Human memory has an interesting quirk: events in the past tend to fade and the busy, stressful times become a muddled extent of non-memories — I have years from which I remember: I think I was quite busy at the time.
When I think back a year, I feel definietly the same muddyness of ever-present programming puzzles, with one bright detour to the wonderful land of Blender.
Technical background to tiling
Our art pipeline, as explained by Rostov, starts with sketches and then a rough block-in which gets refined into a nice-looking render. Now: while we could render the whole image at a time we have decided to split the world into smaller tiles.
I don’t remember the exact discussions which led to our solution, but can still summarize one main decision.
We were thinking of doing the world in Pillars of Eternity way: essentially setting only the walkable ground planes and windows into the 3D world and then having a back-drop image without geometry, which occasionally occludes the player. Problems with that were manyfold, but mainly concerned in-world lightning and questions of what can the player see at a given time. Eventually we decided to have a simple 3D block-in world which gets a similar depth-occlusion shader.
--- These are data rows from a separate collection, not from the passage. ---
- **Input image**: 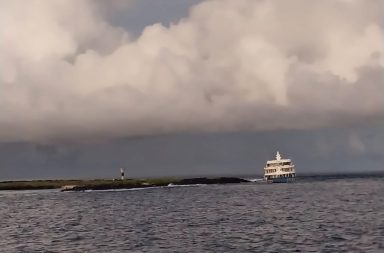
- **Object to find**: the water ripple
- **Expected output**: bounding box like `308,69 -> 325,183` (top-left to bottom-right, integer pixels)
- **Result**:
1,178 -> 384,252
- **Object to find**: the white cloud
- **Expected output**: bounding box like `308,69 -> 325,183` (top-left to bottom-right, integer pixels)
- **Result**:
0,0 -> 383,142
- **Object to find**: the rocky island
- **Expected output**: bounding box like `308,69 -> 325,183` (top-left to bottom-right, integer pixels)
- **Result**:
0,177 -> 250,192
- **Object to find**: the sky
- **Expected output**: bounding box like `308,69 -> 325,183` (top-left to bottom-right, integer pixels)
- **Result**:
0,0 -> 383,180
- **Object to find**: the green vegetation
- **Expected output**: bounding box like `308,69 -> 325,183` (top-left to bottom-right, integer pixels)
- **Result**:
0,180 -> 81,191
0,177 -> 248,191
0,178 -> 181,191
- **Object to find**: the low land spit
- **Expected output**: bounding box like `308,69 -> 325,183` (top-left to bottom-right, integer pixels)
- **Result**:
0,177 -> 250,191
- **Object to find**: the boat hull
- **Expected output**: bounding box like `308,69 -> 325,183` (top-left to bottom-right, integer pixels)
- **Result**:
267,177 -> 295,183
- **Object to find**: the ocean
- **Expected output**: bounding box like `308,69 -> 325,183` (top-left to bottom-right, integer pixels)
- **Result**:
1,175 -> 384,252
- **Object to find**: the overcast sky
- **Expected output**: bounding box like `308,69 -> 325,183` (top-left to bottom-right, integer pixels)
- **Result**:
0,0 -> 383,180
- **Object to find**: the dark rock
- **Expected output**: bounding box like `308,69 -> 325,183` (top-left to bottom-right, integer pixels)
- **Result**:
175,177 -> 249,185
60,177 -> 249,192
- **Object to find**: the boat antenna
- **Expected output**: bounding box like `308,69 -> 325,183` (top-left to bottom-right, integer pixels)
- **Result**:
276,151 -> 281,160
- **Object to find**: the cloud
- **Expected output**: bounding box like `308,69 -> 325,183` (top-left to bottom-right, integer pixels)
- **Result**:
0,0 -> 383,142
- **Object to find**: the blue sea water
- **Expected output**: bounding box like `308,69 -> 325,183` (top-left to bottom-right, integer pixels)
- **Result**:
1,176 -> 384,252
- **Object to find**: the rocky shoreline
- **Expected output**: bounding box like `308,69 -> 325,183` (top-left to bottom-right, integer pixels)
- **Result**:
61,177 -> 250,192
0,177 -> 250,192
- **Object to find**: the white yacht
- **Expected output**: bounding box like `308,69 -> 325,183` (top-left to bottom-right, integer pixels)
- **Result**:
264,151 -> 296,183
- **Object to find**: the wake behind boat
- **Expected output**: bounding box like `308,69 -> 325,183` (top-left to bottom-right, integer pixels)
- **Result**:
264,151 -> 296,183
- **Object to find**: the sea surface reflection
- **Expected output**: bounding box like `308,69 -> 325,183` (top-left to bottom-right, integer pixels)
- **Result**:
1,177 -> 384,252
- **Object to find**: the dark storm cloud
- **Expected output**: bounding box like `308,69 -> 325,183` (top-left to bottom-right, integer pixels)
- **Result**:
1,127 -> 383,180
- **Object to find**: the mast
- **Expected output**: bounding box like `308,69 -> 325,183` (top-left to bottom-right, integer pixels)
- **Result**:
276,151 -> 281,161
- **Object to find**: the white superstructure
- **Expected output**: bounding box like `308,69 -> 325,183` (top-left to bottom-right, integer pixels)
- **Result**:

This way we have a general understanding of geometry for the dynamic lights and visual raycasts while using a custom shader on the ground world to create the illusion of rich geometry.
How tiles are made
Now we were faced with an another problem: how to tell which part of the 3D world should show which tile and how to put it there?
The problem of mapping a 2D image to 3D space has been solved for a while and standard tools tend to call it UV mapping, which essentially means that every triangle of a 3D mesh gets its own location on a texture and then the texture is calculated with the right modifications.
As our renders are isometric and have a fixed angle we project them from the screen plane to the mesh. How does the mesh get its projections? Que my entrance music.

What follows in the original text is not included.